KOLKATA: The spurt in infiltration arrests in Bangladesh over the past couple of months - around 450 since mid-November - is the tip of the iceberg. The actual number of Bangladeshis who have returned illegally to their homeland in the wake of the NRC scare could be in the thousands, indicate intelligence and other sources. A process of regular low-key push backs is also on, they said.

According to state intelligence sources, over the past few weeks around 200 people have infiltrated into Bangladesh every day through North 24 Parganas alone. People are crossing over in large numbers through the porous border in South 24 Parganas, too, and through Nadia, sources said. An official in Bangladesh said most of those arrested for illegally entering Bangladesh came from Bangalore, Mumbai and Delhi. Many of them were carrying Indian ration cards and Aadhaar cards, and some even had Indian voter ID cards, he added.

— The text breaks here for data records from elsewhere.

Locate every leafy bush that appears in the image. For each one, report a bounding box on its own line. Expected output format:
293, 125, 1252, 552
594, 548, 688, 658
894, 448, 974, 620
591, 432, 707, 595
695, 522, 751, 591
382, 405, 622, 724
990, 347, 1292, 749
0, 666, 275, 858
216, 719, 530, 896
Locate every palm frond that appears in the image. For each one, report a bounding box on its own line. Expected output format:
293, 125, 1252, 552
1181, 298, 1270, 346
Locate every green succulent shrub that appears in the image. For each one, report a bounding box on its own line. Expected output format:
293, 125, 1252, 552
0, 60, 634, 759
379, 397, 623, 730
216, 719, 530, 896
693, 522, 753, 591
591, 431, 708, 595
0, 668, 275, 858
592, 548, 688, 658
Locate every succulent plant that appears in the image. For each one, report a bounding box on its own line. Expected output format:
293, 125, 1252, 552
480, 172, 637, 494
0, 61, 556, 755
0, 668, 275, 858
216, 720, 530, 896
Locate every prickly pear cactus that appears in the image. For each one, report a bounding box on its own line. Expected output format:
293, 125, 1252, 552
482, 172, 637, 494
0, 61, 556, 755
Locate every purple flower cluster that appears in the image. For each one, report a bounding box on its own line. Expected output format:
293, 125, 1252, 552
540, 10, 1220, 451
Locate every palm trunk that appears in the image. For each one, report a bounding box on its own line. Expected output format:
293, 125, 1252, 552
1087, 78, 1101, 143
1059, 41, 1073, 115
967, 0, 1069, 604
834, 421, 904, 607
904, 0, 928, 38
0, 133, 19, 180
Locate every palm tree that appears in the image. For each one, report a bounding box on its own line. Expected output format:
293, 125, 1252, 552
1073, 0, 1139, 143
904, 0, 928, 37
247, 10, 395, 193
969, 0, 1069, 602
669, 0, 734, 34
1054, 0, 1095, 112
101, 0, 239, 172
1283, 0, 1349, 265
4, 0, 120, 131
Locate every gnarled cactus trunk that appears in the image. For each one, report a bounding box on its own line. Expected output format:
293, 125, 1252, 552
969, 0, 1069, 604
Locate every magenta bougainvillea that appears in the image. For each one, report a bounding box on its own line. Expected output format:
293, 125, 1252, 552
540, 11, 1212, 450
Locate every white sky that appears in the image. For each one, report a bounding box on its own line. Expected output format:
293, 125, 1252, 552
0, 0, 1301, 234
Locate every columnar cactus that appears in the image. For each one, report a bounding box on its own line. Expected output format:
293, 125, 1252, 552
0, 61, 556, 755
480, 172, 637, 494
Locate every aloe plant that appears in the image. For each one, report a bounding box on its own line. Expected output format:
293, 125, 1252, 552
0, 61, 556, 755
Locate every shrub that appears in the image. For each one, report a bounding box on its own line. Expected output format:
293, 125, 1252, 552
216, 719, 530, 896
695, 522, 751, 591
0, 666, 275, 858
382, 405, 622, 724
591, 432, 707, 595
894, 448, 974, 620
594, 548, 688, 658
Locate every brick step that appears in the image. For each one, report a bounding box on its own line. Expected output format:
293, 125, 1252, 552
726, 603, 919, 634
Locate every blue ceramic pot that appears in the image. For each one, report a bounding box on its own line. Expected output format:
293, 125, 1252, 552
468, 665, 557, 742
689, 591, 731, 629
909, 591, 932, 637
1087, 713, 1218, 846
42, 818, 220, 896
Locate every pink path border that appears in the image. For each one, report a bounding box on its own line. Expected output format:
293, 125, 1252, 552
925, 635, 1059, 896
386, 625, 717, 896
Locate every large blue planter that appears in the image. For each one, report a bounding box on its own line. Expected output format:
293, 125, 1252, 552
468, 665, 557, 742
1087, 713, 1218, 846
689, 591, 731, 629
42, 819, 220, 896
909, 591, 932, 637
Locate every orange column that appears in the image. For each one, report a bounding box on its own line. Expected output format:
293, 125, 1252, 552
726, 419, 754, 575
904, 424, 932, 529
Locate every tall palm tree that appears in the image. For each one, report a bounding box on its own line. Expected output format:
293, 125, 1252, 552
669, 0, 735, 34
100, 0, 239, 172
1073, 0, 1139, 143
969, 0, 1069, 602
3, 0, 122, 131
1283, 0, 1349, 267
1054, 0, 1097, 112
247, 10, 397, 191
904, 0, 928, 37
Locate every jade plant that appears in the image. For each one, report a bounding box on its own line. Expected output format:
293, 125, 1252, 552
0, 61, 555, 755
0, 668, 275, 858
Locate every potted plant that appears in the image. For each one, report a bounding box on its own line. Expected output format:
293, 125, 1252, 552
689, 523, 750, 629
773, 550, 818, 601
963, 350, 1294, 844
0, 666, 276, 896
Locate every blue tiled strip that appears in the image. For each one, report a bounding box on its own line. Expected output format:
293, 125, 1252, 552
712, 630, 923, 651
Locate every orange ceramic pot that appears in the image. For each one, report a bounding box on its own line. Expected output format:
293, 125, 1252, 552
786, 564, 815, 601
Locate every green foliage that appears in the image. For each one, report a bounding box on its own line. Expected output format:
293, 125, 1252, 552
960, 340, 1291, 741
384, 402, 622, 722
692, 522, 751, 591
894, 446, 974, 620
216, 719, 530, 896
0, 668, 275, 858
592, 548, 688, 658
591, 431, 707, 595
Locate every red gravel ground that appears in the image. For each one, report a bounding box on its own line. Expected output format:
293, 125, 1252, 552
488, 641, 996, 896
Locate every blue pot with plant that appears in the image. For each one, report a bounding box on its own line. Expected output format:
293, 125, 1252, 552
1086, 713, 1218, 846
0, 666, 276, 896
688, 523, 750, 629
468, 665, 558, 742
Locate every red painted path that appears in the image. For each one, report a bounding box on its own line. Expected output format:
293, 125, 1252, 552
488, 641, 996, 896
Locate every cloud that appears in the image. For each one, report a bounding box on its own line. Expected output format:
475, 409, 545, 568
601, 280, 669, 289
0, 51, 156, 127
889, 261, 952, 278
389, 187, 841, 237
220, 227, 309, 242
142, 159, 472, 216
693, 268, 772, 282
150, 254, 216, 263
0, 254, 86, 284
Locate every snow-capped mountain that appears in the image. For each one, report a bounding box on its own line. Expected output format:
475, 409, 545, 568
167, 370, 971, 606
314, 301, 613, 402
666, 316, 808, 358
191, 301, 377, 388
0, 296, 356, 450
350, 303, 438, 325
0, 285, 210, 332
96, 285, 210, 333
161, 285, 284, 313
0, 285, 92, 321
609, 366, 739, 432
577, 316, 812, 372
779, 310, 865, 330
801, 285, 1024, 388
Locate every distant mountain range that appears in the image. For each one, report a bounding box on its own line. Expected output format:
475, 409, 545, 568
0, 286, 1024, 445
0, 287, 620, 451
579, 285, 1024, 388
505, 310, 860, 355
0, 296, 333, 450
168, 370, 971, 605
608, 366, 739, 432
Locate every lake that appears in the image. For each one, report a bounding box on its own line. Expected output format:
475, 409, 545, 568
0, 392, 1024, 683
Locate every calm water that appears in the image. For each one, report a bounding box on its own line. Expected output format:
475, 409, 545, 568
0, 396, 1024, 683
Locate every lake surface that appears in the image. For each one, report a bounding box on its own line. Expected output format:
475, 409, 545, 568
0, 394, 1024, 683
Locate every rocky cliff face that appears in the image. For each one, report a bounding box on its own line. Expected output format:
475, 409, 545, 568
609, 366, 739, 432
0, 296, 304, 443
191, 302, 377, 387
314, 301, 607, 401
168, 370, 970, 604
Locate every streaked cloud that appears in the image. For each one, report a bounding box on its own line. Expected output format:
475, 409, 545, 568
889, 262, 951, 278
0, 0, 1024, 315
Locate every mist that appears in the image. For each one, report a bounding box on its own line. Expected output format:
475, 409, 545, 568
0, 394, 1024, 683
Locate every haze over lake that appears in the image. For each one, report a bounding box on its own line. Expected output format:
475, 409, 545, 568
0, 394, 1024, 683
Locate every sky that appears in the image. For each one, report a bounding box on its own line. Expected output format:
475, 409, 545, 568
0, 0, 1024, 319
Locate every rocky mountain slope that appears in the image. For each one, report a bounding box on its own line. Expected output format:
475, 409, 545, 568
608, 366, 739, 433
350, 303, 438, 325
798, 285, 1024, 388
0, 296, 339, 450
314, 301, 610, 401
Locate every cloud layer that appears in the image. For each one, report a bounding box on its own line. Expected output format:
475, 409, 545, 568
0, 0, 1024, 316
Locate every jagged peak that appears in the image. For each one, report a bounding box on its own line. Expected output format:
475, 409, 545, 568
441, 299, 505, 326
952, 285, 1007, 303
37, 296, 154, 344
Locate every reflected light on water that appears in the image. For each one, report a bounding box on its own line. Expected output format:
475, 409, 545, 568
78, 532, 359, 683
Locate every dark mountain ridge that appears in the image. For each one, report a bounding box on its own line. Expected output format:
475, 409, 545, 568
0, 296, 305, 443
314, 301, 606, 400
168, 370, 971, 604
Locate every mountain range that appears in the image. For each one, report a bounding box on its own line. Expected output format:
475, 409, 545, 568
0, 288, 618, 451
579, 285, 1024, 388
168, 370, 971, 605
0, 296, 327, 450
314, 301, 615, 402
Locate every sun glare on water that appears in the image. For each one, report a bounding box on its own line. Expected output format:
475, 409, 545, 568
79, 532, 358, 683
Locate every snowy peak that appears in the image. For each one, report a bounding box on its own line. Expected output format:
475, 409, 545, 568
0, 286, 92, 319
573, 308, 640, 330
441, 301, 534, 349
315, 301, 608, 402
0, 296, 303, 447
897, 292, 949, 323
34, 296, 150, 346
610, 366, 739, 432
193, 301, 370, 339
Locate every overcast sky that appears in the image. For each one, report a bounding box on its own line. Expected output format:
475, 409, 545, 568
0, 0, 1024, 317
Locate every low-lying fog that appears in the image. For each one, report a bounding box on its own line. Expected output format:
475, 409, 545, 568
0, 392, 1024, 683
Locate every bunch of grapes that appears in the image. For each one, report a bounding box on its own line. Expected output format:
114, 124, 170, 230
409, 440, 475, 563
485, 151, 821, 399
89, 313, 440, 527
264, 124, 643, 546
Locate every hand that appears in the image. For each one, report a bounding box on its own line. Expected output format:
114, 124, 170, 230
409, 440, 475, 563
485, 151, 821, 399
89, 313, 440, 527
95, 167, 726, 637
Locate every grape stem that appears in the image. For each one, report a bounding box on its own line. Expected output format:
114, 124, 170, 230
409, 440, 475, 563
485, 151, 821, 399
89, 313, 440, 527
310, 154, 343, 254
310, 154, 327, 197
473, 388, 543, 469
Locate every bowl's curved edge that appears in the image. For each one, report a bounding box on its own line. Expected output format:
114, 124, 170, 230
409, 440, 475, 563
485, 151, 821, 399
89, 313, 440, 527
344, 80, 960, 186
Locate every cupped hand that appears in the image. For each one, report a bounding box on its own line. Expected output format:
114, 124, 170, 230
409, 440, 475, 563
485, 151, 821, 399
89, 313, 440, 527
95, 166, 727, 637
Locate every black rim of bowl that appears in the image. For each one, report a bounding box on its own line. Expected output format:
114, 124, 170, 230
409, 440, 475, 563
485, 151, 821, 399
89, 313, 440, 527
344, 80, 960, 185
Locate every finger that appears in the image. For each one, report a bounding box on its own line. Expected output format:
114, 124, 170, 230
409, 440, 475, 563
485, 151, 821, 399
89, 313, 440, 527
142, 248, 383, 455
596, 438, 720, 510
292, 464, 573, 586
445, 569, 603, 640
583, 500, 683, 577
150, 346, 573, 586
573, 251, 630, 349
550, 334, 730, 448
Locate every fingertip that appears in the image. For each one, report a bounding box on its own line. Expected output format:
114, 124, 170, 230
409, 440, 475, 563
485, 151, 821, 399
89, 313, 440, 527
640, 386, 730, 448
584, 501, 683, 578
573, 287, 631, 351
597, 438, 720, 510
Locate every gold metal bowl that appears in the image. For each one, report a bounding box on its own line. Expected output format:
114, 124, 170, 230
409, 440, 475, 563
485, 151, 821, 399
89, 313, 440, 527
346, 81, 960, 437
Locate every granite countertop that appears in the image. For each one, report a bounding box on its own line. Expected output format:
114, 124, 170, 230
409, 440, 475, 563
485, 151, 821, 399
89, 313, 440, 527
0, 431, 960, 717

A North 24 Parganas-based tout, who is part of a racket that sends people without passports to Bangladesh, told TOI that in the past two months they had sent around 5,000 people across the border, several times the usual number.

And the "fee" that Ghatmaliks (Touts) charge each Dhur (Client) has also risen. Till a couple of months ago, the charge for sending a person to Bangladesh was around Rs 4,000. "Then people started pouring in from Bangalore. The charge has now increased to Rs 5,000 and, if the border is 'bad' (if there's strict vigil), Rs 6,000. But these days, the border is rarely bad," he added.

Bangladesh administration has formed resistance committees involving border villagers to keep vigil and prevent infiltration. Alamgir Hossain, a member of one such committee in Bangladesh's Jhinaidaha district, said: "We are on alert. We are trying our best to stop infiltration."

The Border Security Force would not officially comment on the reverse migration. Sources, however, said Bangladeshis illegally staying in India are being pushed back. On December 29, at a joint press briefing by the BSF and Border Guards Bangladesh, the BGB DG, Shafeenul Islam, said: "We regularly apprehend people who cross the border. These are Bangladeshis who came into India inadvertently or for work." In all, 446 people were arrested by the BGB since November, Islam said."But since they are originally from Bangladesh, the charges being made against them are very light so that they can easily get bail," a Bangladeshi official told TOI.

"They told us their horror stories - of being threatened and slapped, of midnight knocks on doors by members of a particular political party. They claimed they didn't get any help from the administration or police," said the official.

TOI tried to contact the Bangladeshi deputy high commissioner regarding the issue but there was no response.